Friday, April 01, 2005

The Mighty Jungle....

In the jungle of my deepest thoughts, I asked the Lion, "what do I do wrong?" The Lion replied, "stop trying so hard", and strolls out of the forest. No elaboration, no additional comments; just, "stop trying so hard". I walk the jungle of my thoughts, because I don't know what this means; I can only know what it means when I say it to someone else. Is that a fair assessment of what it means when the Lion says it to me? In the jungle are no trees of confusion; no growths of differing accords; and, so I resolve to know that its bounty shall yield the very vines that choke the life from everything growing peacefully there....in the jungle of my deepest thoughts.

Had I never known a time when my jungle was lifeless, full of dried leaves and foliage that rendered my nurturing void, I would have never had cause to uproot the plants; would have never cast a shadow on the trees to hinder their growth; never drowned the wildflowers with discontent....all the portions that were my peace.

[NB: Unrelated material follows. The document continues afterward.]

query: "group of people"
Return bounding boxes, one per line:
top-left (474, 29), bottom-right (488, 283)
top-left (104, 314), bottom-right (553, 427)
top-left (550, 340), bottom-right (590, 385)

But, I have; and I began to dislodge the Lion's seeds....not in my jungle.

'Stop trying so hard', says to me, "I'm in your jungle, but your trees give me too much oxygen; your jasmine and wild roses gives me headaches; and, your stream, that runs through the midst, makes me cold". I suspect the lion has found a more peaceful jungle; a jungle that he would much rather visit. So, I gather up all the branches of the trees that have since died there, and I barracade my jungle, for my own sake. I speak to the Lion; but, he's not invited in....to the jungle where my deepest thoughts lie. While he's not there, and with the wind, the leaves of my trees sing a song of wanting him; the wild blooms dance a tribute to the time when he was there, and I am summoned to the ground for sleep with the echoes of his footsteps.

Others ask of my jungle; want to know if the barracade will always be there....would I not share the beauty thereof. This jungle, is not for every would be 'lion'. This jungle is not found by the eye; but, by the soul of those who belong there. The Lion who speaks to my heart, doesn't realize that, my jungle is his haven, he sees me as vividly as God; and, all that is his being is a promise unfolding to me. Only the soul of one who is destined to be there, needs no invitation to be there....in the jungle of my deepest thoughts; just a place in his heart.

Time has no presence in this jungle; the Lion speaks to me, and bears his gifts, which are held in my jungle awaiting his return. If this is the jungle for him, he will return. Until then, I will nurture the ground with the essence of God; I will live in the bloom of His blessings, and I will rest in the shadows of His unthinkable joy.